Friday, 28 August 2015

I'll tell you what I mean. I'd rather have metal for breakfast or cold, greasy coffee. That's what I mean.

(Rambles Schambles. This is why I don't drink coffee anymore.)

I lost a bet this morning and was subsequently duct-taped to a chair and then had the new Justin Beiber single played for me while I screamed from the blood pouring from my ears-

Wait.

Actually it was far too soft to be injury-inducing. It was boring and incredibly innocent-sounding. I never met a twenty-one year old in my LIFE who sounded like that. I thought it seemed more like something he would have put out at thirteen or perhaps eight. It doesn't match his baby-gangster image or whatever fashion he seems to be doing.

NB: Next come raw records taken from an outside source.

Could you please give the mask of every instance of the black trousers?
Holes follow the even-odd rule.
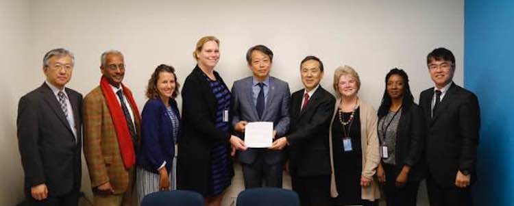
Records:
[[[386,183],[382,185],[387,205],[416,206],[419,181],[408,181],[403,187],[396,187],[396,177],[399,171],[394,165],[383,164],[386,173]]]
[[[282,188],[282,174],[284,162],[268,164],[264,161],[264,155],[260,155],[252,164],[243,164],[243,177],[245,188],[265,187]]]
[[[61,196],[52,196],[49,194],[46,199],[38,201],[32,197],[30,191],[28,191],[27,196],[27,205],[38,206],[77,206],[79,204],[78,190],[73,190],[68,194]]]
[[[330,205],[330,177],[291,176],[293,190],[298,194],[302,206]]]
[[[426,188],[428,190],[428,201],[430,206],[470,206],[473,205],[471,188],[441,187],[430,175],[426,179]]]

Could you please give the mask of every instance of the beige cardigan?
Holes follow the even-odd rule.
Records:
[[[332,116],[332,122],[338,112],[338,108],[341,99],[339,97],[336,101],[334,114]],[[367,187],[362,188],[362,196],[363,200],[374,201],[380,197],[378,188],[378,182],[374,178],[376,172],[376,168],[380,161],[378,155],[379,143],[377,135],[377,113],[371,105],[358,99],[357,103],[360,109],[359,118],[360,118],[360,145],[363,151],[363,170],[362,176],[373,179],[371,184]],[[339,194],[336,186],[336,177],[334,173],[334,153],[332,142],[332,124],[330,124],[330,132],[329,132],[329,148],[330,151],[330,196],[337,197]]]

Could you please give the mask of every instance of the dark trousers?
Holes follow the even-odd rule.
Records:
[[[46,199],[38,201],[34,199],[30,191],[27,194],[27,205],[45,206],[77,206],[79,204],[79,191],[74,190],[61,196],[49,195]]]
[[[293,190],[298,194],[302,206],[330,205],[330,177],[291,176]]]
[[[428,177],[426,188],[430,206],[473,205],[469,186],[465,188],[459,188],[455,185],[441,187],[437,185],[433,179]]]
[[[284,163],[268,164],[264,161],[264,157],[258,157],[252,164],[243,164],[243,177],[245,180],[245,188],[262,187],[262,181],[265,187],[282,188],[282,174],[284,170]]]
[[[382,164],[386,173],[386,183],[382,186],[385,194],[387,205],[394,206],[416,206],[417,201],[417,190],[419,181],[411,181],[407,179],[407,183],[403,187],[396,187],[396,177],[397,170],[394,165]]]

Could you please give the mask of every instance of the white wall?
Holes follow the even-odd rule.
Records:
[[[0,0],[0,205],[12,205],[23,199],[23,176],[16,116],[18,99],[32,89],[38,68],[29,68],[29,1]]]
[[[409,75],[417,99],[419,92],[432,85],[426,56],[437,47],[454,51],[454,80],[463,82],[463,0],[2,1],[6,3],[0,8],[1,15],[8,16],[0,20],[0,39],[7,44],[1,47],[7,55],[1,56],[8,62],[2,66],[1,92],[7,100],[1,101],[5,105],[0,125],[6,132],[0,139],[4,154],[0,161],[10,163],[5,168],[11,172],[5,175],[17,181],[0,185],[1,195],[16,196],[2,198],[0,204],[20,198],[20,190],[8,189],[21,185],[22,179],[14,123],[16,103],[42,82],[41,58],[53,48],[75,53],[69,86],[84,94],[99,83],[100,54],[110,49],[121,51],[127,66],[124,82],[141,109],[155,67],[162,63],[175,66],[182,83],[195,65],[195,44],[204,35],[221,41],[216,69],[229,86],[251,75],[245,54],[257,44],[273,51],[271,75],[289,82],[291,92],[302,87],[299,61],[315,55],[325,64],[322,85],[330,91],[335,68],[350,65],[360,75],[360,97],[378,107],[385,74],[397,66]],[[18,27],[12,30],[13,26]],[[22,77],[23,81],[18,80]],[[84,179],[87,188],[88,177]]]

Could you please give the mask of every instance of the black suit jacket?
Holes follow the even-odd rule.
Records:
[[[218,73],[214,73],[226,88]],[[210,151],[219,144],[225,144],[230,148],[228,143],[230,129],[223,131],[216,128],[217,101],[204,72],[197,65],[186,78],[182,95],[182,133],[178,138],[177,184],[180,190],[209,194],[212,190]],[[230,120],[228,123],[230,125]],[[229,149],[228,153],[230,152]],[[229,165],[232,166],[232,163]],[[233,170],[230,170],[233,173]]]
[[[328,132],[335,99],[320,86],[302,110],[304,90],[291,96],[287,141],[291,175],[329,175]]]
[[[45,183],[49,195],[79,191],[81,181],[82,95],[66,88],[73,110],[77,141],[51,89],[44,83],[20,99],[18,144],[25,187]]]
[[[378,121],[382,117],[380,117]],[[380,128],[378,128],[380,129]],[[408,181],[420,181],[423,179],[426,165],[421,158],[425,144],[425,121],[421,110],[413,103],[408,110],[402,110],[396,131],[395,176],[397,176],[405,165],[411,166]]]
[[[419,96],[427,131],[428,175],[440,186],[454,187],[457,171],[467,170],[474,182],[480,125],[476,96],[452,83],[431,118],[433,95],[431,88]]]

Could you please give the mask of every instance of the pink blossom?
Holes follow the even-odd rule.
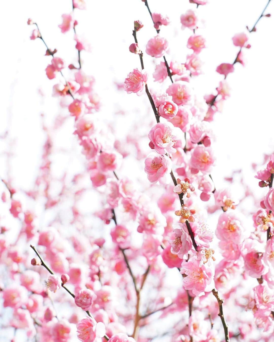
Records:
[[[195,295],[199,297],[205,292],[211,291],[214,288],[214,269],[203,264],[201,267],[195,256],[192,256],[188,262],[182,263],[181,273],[186,276],[183,278],[184,288],[191,290]]]
[[[82,342],[100,342],[105,334],[103,323],[96,323],[93,317],[87,317],[76,325],[77,337]]]
[[[143,95],[145,92],[147,77],[147,74],[144,70],[133,69],[125,80],[125,90],[128,94],[136,93],[138,96]]]
[[[186,56],[185,67],[189,70],[192,75],[197,76],[201,73],[201,67],[203,64],[199,55],[193,53]]]
[[[193,173],[200,171],[203,173],[209,173],[215,160],[211,147],[198,145],[191,152],[190,163]]]
[[[121,248],[127,248],[129,247],[130,235],[128,229],[121,225],[115,225],[110,232],[112,241]]]
[[[199,53],[206,47],[205,39],[199,35],[192,35],[188,38],[186,46],[188,49],[192,49],[196,53]]]
[[[216,235],[220,240],[231,241],[236,244],[243,242],[245,229],[243,225],[244,218],[237,212],[226,212],[219,218]]]
[[[96,299],[93,291],[88,289],[80,290],[75,296],[74,300],[77,306],[86,311],[91,307]]]
[[[156,212],[146,210],[142,212],[139,219],[137,232],[148,234],[162,234],[166,222],[165,218]]]
[[[170,122],[159,122],[155,125],[148,133],[149,146],[160,154],[174,153],[178,140],[184,139],[182,131]]]
[[[4,289],[2,292],[4,307],[19,307],[26,302],[27,293],[24,287],[18,285],[13,285]]]
[[[165,119],[171,119],[177,114],[178,106],[172,102],[162,102],[158,109],[158,113],[160,116]]]
[[[152,183],[156,183],[171,170],[171,161],[166,156],[155,153],[149,154],[145,160],[145,172]]]
[[[74,7],[79,10],[85,10],[86,7],[86,0],[73,0]]]
[[[248,40],[247,36],[244,32],[237,33],[232,37],[233,43],[235,46],[239,46],[241,48],[246,45]]]
[[[55,341],[67,342],[70,338],[69,324],[64,319],[59,321],[52,327],[52,332]]]
[[[153,13],[151,16],[154,23],[154,27],[156,30],[159,30],[162,25],[167,26],[170,23],[168,17],[164,16],[159,13]]]
[[[263,203],[266,209],[272,211],[274,211],[274,188],[270,188],[268,192],[264,198]]]
[[[160,62],[160,64],[156,65],[155,71],[152,74],[155,82],[161,83],[168,77],[167,69],[165,62]]]
[[[235,209],[239,203],[235,197],[233,199],[231,192],[227,189],[216,190],[214,193],[214,198],[216,205],[221,207],[224,211],[229,208]]]
[[[168,121],[176,127],[179,127],[182,132],[185,132],[188,128],[188,124],[192,117],[192,114],[187,107],[180,106],[175,116]]]
[[[173,268],[173,267],[180,267],[182,259],[176,254],[172,253],[171,248],[171,246],[168,246],[162,252],[163,261],[169,268]]]
[[[169,95],[178,106],[192,106],[193,103],[193,91],[187,82],[182,81],[174,82],[167,89]]]
[[[180,19],[183,29],[185,27],[188,27],[191,30],[197,28],[198,19],[196,11],[188,10],[184,14],[182,14]]]
[[[70,14],[62,14],[62,23],[58,25],[58,27],[61,29],[62,33],[65,33],[69,31],[73,26],[72,16]]]
[[[108,341],[109,342],[135,342],[134,339],[122,333],[113,335]]]
[[[213,239],[213,232],[205,222],[194,222],[191,224],[195,241],[198,246],[209,248]]]
[[[146,52],[153,57],[162,57],[168,49],[168,42],[158,35],[150,39],[146,44]]]
[[[171,246],[170,251],[181,259],[187,258],[192,248],[192,241],[185,223],[177,224],[173,232],[174,238],[169,241]]]
[[[103,172],[114,171],[120,166],[121,160],[122,156],[117,152],[102,152],[98,157],[98,167]]]
[[[226,77],[229,73],[234,71],[234,66],[230,63],[222,63],[217,67],[216,71]]]
[[[51,274],[49,276],[46,283],[47,287],[53,292],[56,292],[59,290],[62,285],[61,278],[60,277]]]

Argh. I hate popular culture unless it's about something I actually like.

Snarf.

Once I was released from that chair (and the Justin) I spent the remainder of the day in church singing the soundtrack to Miss Saigon (I can do light but it has to be GOOD) at the top of my lungs while I scrubbed the coffee maker and tried to whip Sam's office into shape.

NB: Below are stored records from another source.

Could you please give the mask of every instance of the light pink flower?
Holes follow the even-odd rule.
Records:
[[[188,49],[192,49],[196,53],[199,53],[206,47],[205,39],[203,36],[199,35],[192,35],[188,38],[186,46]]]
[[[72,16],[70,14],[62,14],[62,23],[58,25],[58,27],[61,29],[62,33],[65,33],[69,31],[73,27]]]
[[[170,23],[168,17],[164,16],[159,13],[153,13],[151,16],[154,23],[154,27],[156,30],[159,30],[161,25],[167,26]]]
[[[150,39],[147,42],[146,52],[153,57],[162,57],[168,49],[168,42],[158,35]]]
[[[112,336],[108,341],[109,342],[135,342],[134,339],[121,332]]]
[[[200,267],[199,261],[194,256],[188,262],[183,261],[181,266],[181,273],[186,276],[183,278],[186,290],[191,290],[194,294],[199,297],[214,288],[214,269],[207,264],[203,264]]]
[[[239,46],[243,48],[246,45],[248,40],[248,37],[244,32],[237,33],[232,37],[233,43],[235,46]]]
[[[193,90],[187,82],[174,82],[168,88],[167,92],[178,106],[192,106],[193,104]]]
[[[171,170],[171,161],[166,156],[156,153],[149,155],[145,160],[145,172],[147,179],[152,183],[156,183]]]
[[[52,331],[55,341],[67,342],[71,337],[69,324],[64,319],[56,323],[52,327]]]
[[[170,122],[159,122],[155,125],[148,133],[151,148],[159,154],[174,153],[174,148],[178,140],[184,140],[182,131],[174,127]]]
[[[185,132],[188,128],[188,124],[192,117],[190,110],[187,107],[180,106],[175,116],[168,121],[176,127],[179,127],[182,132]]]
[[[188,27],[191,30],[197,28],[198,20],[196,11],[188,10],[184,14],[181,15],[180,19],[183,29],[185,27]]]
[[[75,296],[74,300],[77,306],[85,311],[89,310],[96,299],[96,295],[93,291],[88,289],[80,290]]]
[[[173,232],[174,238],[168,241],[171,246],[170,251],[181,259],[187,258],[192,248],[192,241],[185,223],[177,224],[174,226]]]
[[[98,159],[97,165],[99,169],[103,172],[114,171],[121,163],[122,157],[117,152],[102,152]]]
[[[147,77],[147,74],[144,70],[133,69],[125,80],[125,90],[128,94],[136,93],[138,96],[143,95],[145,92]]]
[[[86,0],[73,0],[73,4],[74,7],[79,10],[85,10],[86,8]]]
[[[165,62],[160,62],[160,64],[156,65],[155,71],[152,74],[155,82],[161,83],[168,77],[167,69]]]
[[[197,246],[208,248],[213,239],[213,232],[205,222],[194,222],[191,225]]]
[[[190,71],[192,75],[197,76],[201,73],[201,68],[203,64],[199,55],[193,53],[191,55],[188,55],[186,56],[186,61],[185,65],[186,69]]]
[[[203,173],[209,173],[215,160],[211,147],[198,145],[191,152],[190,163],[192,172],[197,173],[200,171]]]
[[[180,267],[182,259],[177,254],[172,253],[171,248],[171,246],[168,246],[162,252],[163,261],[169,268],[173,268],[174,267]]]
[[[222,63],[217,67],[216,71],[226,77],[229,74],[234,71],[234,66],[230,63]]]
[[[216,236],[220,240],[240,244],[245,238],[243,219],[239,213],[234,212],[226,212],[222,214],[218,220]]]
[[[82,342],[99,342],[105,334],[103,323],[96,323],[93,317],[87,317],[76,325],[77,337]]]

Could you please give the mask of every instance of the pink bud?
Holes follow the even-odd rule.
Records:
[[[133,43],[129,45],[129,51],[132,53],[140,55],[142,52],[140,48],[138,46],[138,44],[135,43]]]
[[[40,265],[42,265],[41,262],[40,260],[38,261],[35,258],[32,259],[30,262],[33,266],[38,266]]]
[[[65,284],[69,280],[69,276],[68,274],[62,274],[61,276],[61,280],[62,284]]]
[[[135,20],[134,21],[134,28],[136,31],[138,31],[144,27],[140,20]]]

I was paid in coffee. Sam forgot what it does to me, I guess. You could tell already though, couldn't you?

I decided it was going to be a bulletproof coffee day too, which, without actual Internet (cheap fucking church) led us to beliebe (HA. That's not a typo, apparently it's a tweenage verb) that it was coffee with a spoonful of butter in it.

Well, THAT undereducated guess led to an hour and a half of making butternauts who would cling hopelessly to the rim of the cup before melting into the hot coffee itself, all the while making these amazingly quiet little screams of despair.

No one can save you, Butternauts! I told them, since I was the giant in my imaginary play. I like that kind of power. It makes up for everything else.

Oh and it only rained for three hours so far. Fuck.